Quite soon, the world's information infrastructure is going to reach a
level of scale and complexity that will force scientists and engineers
to approach it in an entirely new way. The familiar notions of command
and control are being thwarted by realities of a faster, denser world of
communication where choice, variety, and indeterminism rule. The myth of
the machine that does exactly what we tell it has come to an end.
What makes us think we can rely on all this technology? What keeps it
together today, and how might it work tomorrow? Will we know how to
build the next generation--or will we be lulled into a stupor of
dependence brought about by its conveniences?
In this book, Mark Burgess focuses on the impact of computers and
information on our modern infrastructure by taking you from the roots of
science to the principles behind system operation and design.

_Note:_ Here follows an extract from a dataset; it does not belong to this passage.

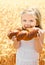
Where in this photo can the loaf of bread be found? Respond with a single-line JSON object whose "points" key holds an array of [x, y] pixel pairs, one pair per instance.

To shape
the future of technology, we need to understand how it works--or else
what we don't understand will end up shaping us.
This book explores this subject in three parts:
- Part I, Stability: describes the fundamentals of predictability,
and why we have to give up the idea of control in its classical
meaning
- Part II, Certainty: describes the science of what we can know,
when we don't control everything, and how we make the best of life
with only imperfect information
- Part III, Promises: explains how the concepts of stability and
certainty may be combined to approach information infrastructure as a
new kind of virtual material, restoring a continuity to human-computer
systems so that society can rely on them.